Daryll E. Ray occupe la chaire d’excellence Blasingame en Politiques agricoles à l’Institut agricole de l’Université du Tennessee, et dirige l’Institut des politiques agricoles (Agricultural Policy Analysis Center)1 . Ce think-tank américain propose des analyses pertinentes des questions agricoles, en particulier sur les débats en cours au Sénat sur le Farm Bill, et nous offre ici un intéressant point de vue, illustré de nombreux exemples historiques, sur l’actuelle envolée des prix agricoles et la difficulté d’en prédire l’évolution probable, aussi bien en termes de niveau que de volatilité.



Au cours de la dernière année, tandis que le prix du maïs, du soja et du blé a fait un bond pour s’établir à des niveaux dont on rêvait seulement il y a quelques années, on entendait de plus en plus dire que les prix des produits agricoles avaient atteint un nouveau plateau. Récemment, le Kansas City Star a publié un article écrit par Scott Kilman, journaliste au Wall Street Journal, dont le titre, « The days of cheap grain are gone, according to agriculture experts » (« L’époque des grains bon marché est révolue, selon les spécialistes de l’agriculture »), illustre bien ce point de vue2 .

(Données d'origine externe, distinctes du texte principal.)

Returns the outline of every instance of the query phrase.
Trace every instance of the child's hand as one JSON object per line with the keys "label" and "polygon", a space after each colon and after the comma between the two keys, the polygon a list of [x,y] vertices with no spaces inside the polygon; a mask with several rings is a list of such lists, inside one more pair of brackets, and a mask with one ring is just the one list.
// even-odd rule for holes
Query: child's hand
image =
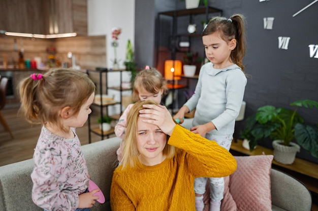
{"label": "child's hand", "polygon": [[215,126],[211,121],[209,121],[204,124],[193,126],[190,131],[196,134],[200,134],[202,137],[204,137],[207,132],[214,129],[215,129]]}
{"label": "child's hand", "polygon": [[96,202],[96,200],[100,198],[99,196],[94,196],[95,193],[100,191],[98,189],[94,189],[91,192],[82,193],[78,195],[78,207],[88,208],[91,207]]}

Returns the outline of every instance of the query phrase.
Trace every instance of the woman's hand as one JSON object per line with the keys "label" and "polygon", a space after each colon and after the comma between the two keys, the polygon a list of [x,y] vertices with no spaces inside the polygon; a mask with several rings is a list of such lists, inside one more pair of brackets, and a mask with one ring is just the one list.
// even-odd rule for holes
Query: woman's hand
{"label": "woman's hand", "polygon": [[157,125],[163,132],[171,136],[176,123],[167,108],[165,106],[152,104],[146,104],[143,106],[150,109],[139,111],[139,117],[142,118],[142,121]]}
{"label": "woman's hand", "polygon": [[95,193],[100,191],[98,189],[93,190],[91,192],[82,193],[78,195],[78,208],[92,207],[96,202],[96,200],[100,198],[99,196],[94,196]]}

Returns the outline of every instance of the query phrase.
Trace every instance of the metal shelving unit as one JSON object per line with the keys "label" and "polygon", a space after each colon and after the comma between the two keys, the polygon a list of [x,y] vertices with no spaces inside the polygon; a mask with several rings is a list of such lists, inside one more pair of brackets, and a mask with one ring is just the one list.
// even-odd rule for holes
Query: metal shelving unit
{"label": "metal shelving unit", "polygon": [[[120,105],[120,113],[115,115],[111,115],[111,117],[115,119],[119,119],[120,115],[122,113],[122,92],[124,91],[128,91],[131,90],[131,89],[122,88],[121,87],[121,82],[122,81],[122,73],[124,71],[126,71],[125,69],[118,69],[118,70],[109,70],[107,68],[103,67],[97,67],[95,70],[86,70],[86,73],[90,75],[90,74],[98,74],[99,75],[99,92],[101,95],[103,94],[103,78],[105,79],[106,82],[106,92],[105,94],[108,94],[108,90],[116,90],[120,93],[120,100],[119,101],[112,101],[103,102],[102,98],[101,98],[101,101],[94,101],[92,104],[92,106],[99,107],[100,108],[100,115],[101,118],[102,118],[105,114],[108,114],[108,108],[110,106],[113,106],[115,105]],[[109,72],[118,72],[120,74],[120,86],[119,87],[109,87],[107,83],[107,77]],[[104,108],[107,108],[107,111],[106,113],[104,113]],[[96,135],[100,136],[101,137],[101,140],[104,139],[105,137],[109,138],[109,135],[113,134],[115,133],[114,129],[111,128],[109,131],[103,131],[100,129],[99,128],[92,129],[91,124],[90,122],[90,115],[88,116],[88,143],[90,143],[91,141],[91,133],[93,133]]]}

Dans son article, M. Kilman cite Dan Basse, président d’AgResource Co., une entreprise de prévision en matière de produits de base située à Chicago, lorsqu’il a affirmé que « l’époque des grains à bon marché est révolue ». M. Kilman poursuit en écrivant que « par le passé, les interruptions d’approvisionnement temporaires ont entraîné des hausses. Après une maigre récolte, les agriculteurs se hâtaient de tirer parti des prix élevés d’une culture en la cultivant davantage la saison suivante, ce qui refaisait baisser les prix. Mais la reprise actuelle, qui s’est amorcée il y a un an dans le marché des contrats à terme sur maïs, au Chicago Board of Trade, est différente. »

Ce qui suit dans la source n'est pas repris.